Genetic alteration of mRNA editing enzyme APOBEC3B in the pathogenesis of ovarian endometriosis

Vaishnavi Balasubramanian; Roshni Saravanan; Srikanth Swamy Swaroop Balamurugan; Swetha Rajendran; Leena Dennis Joseph; Bhawna Dev; Bhuvana Srinivasan; Nandhini Balunathan; Gouthaman Shanmugasundaram; Gopal Gopisetty; Kumaresan Ganesan; Suresh Kumar Rayala; Ganesh Venkatraman

doi:10.1016/j.rbmo.2024.104111

Genetic alteration of mRNA editing enzyme APOBEC3B in the pathogenesis of ovarian endometriosis

Reprod Biomed Online. 2024 May 23;49(5):104111. doi: 10.1016/j.rbmo.2024.104111. Online ahead of print.

Affiliations

¹ Department of Human Genetics, Sri Ramachandra Faculty of Biomedical Sciences and Technology, Sri Ramachandra Institute of Higher Education and Research, Porur, Chennai-600116, India.
² Department of Pathology, Sri Ramachandra Medical College, Sri Ramachandra Institute of Higher Education and Research, Porur, Chennai, 600116, India.
³ Department of Radiology, Sri Ramachandra Medical College Sri Ramachandra Institute of Higher Education and Research, Porur, Chennai, 600116, India.
⁴ Department of Obstetrics and Gynecology, Sri Ramachandra Medical College Sri Ramachandra Institute of Higher Education and Research, Porur, Chennai, 600095, India.
⁵ Department of Surgical Oncology, Apollo Specialty Hospitals Vanagaram, Chennai, 600116, India.
⁶ Department of Molecular Oncology, Cancer Institute (W.I.A), Adayar, Chennai, 600036, India.
⁷ Unit of Excellence in Cancer Genetics, Department of Genetics, Centre for Excellence in Genomic Sciences, School of Biological Sciences, Madurai Kamaraj University, Madurai, 625021, India.
⁸ Department of Biotechnology, Indian Institute of Technology Madras, Chennai, 600036, India.. Electronic address: rayala@iitm.ac.in.
⁹ Department of Bio-Medical Sciences, School of Bio Sciences & Technology, Vellore Institute of Technology Vellore, Vellore, 632014, India.. Electronic address: ganesh.v@vit.ac.in.

PMID: 39197402
DOI: 10.1016/j.rbmo.2024.104111

Abstract

Research question: What are the specific genetic alterations and associated network in endometriotic cells responsible for the disease pathogenesis?

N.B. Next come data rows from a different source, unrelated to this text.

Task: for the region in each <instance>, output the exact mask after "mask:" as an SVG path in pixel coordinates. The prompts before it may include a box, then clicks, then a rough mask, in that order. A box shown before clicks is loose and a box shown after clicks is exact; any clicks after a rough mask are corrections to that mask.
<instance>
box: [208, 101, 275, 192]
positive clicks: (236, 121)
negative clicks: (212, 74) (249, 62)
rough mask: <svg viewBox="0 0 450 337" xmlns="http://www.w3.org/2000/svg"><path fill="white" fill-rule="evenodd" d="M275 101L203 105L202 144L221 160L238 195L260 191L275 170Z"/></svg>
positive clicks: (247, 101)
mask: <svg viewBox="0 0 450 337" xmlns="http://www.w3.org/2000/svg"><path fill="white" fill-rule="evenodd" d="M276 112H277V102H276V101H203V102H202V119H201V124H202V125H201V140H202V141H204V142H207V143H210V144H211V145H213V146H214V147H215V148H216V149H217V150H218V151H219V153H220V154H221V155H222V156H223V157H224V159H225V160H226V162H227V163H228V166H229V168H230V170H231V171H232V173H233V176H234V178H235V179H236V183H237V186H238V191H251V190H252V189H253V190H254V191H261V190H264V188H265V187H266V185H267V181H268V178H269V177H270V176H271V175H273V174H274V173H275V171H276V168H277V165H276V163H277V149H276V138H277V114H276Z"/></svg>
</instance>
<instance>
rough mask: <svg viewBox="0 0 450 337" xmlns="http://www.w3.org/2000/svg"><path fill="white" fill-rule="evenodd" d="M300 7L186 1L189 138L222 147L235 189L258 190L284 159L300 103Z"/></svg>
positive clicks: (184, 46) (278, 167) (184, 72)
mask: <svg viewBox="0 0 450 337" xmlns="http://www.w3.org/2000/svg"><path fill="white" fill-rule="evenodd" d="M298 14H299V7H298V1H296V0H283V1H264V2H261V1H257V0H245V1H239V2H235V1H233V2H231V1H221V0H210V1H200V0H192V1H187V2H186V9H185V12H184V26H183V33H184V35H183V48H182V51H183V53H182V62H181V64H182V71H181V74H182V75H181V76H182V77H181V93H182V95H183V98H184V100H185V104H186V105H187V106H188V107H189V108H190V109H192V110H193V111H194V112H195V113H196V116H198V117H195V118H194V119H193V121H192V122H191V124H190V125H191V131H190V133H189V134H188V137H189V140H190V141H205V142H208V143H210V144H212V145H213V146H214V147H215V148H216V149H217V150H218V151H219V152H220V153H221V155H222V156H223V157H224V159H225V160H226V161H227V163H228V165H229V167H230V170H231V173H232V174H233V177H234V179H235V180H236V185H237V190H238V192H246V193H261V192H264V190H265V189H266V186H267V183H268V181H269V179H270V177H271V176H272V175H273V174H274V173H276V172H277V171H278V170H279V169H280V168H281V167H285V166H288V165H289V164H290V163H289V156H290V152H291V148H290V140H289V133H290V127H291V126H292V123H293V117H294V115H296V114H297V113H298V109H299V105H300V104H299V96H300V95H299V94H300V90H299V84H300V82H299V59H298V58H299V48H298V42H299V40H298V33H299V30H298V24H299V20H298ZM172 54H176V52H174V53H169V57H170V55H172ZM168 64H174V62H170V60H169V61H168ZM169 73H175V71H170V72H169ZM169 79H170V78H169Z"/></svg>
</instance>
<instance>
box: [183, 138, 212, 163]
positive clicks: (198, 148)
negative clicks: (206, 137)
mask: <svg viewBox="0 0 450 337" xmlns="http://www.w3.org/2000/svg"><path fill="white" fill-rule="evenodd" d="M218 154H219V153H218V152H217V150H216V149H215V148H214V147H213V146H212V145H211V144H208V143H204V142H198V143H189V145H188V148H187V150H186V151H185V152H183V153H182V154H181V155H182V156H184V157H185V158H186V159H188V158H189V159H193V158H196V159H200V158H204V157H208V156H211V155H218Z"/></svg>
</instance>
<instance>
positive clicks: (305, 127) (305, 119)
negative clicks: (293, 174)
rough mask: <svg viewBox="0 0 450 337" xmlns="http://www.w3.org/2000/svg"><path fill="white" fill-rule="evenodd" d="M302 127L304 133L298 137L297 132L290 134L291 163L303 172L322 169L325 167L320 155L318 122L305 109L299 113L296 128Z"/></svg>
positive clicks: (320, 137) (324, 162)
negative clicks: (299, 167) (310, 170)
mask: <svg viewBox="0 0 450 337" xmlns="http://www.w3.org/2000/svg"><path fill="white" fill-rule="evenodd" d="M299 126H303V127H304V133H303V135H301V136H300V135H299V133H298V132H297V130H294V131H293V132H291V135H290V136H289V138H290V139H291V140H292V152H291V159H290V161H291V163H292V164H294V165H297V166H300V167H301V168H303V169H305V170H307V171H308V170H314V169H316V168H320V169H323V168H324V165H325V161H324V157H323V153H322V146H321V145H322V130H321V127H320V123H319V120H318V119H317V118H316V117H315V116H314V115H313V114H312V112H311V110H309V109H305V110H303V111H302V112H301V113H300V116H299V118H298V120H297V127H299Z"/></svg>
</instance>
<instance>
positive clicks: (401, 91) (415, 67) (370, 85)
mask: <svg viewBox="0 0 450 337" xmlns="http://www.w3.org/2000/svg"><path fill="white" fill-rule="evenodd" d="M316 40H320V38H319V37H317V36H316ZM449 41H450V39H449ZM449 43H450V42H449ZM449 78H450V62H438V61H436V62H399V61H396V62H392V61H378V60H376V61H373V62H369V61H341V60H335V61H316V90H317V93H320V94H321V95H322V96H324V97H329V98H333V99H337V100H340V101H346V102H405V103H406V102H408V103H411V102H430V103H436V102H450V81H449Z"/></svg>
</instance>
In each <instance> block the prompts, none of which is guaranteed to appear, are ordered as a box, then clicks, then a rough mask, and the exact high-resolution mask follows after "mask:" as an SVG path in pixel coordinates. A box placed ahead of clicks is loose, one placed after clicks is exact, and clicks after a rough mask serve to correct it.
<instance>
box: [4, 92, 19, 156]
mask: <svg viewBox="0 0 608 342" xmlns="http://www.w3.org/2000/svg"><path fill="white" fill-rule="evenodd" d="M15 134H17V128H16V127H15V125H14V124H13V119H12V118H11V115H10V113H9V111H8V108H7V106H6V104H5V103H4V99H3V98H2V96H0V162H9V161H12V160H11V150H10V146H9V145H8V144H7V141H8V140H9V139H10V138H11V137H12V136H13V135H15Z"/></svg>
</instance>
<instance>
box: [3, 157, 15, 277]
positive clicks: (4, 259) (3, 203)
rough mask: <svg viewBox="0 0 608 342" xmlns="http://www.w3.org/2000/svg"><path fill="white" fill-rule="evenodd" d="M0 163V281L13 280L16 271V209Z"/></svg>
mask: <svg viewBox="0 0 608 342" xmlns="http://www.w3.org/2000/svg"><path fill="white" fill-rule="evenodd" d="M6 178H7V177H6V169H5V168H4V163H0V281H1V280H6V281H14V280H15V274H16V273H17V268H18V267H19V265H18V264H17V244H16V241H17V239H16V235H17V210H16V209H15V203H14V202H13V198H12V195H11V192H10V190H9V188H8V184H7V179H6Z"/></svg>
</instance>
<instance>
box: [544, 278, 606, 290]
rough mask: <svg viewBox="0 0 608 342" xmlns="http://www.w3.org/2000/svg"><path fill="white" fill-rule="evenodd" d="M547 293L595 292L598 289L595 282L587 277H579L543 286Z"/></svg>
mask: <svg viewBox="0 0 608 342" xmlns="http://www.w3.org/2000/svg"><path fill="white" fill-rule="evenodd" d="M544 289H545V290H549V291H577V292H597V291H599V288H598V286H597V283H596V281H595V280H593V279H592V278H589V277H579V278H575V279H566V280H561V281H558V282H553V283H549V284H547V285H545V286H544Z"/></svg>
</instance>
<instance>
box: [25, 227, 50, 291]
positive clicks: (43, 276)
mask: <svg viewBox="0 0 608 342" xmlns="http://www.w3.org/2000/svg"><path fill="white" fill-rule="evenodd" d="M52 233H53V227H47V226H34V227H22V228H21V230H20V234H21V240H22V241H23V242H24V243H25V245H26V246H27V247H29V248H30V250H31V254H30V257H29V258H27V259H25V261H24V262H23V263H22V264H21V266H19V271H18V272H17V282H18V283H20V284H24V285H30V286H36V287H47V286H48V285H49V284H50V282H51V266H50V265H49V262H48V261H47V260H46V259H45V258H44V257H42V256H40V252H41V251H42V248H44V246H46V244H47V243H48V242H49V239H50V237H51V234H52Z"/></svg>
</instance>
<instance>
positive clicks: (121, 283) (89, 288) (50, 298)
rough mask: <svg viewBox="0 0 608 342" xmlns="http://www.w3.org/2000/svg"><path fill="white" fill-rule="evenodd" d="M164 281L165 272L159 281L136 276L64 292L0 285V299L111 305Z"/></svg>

Design: Case control experimental study involving 45 women with endometriosis who underwent laparoscopic surgery (case) and 45 normal samples from women undergoing total abdominal hysterectomy (control). The endometrial samples were subjected to whole exome sequencing (WES) of endometriotic tissue and copy number variation analysis. Validation of gene hits were obtained from WES using polymerase chain reaction techniques, immunological techniques, in-silico tools and transgenic cell line models.

Results: Germline heterozygous deletion of mRNA editing enzyme subunit APOBEC3B was identified in about 96% of endometriosis samples. The presence of germline deletion was confirmed with blood, endometrium and normal ovary samples obtained from the same patient. APOBEC3B deletions resulted in a hybrid protein that activates A1CF. APOBEC3B deletion can be a major cause of changes in the endometriotic microenvironment, and contributes to the pathogenesis and manifestation of the disease. The effect of APOBEC3B deletion was proved by in-vitro experiments in a cell line model, which displayed endometriosis-like characteristics. APOBEC3B germline deletion plays a major role in the pathogenesis of endometriosis, which is evident by the activation of A1CF, an increase in epithelial to mesenchymal transition, cellular proliferation, inflammation markers and a decrease in apoptosis markers.

Conclusion: The deleterious effects caused by APOBEC3B deletion in endometriosis were identified and confirmed. These results might provide a base for identifying the complete pathogenetic mechanism of endometriosis, thereby moving a step closer to better diagnosis and treatment options.

Keywords: A1CF; APOBEC3B deletion; Endometriomas; Endometriosis; Pathogenesis; Whole exome sequencing.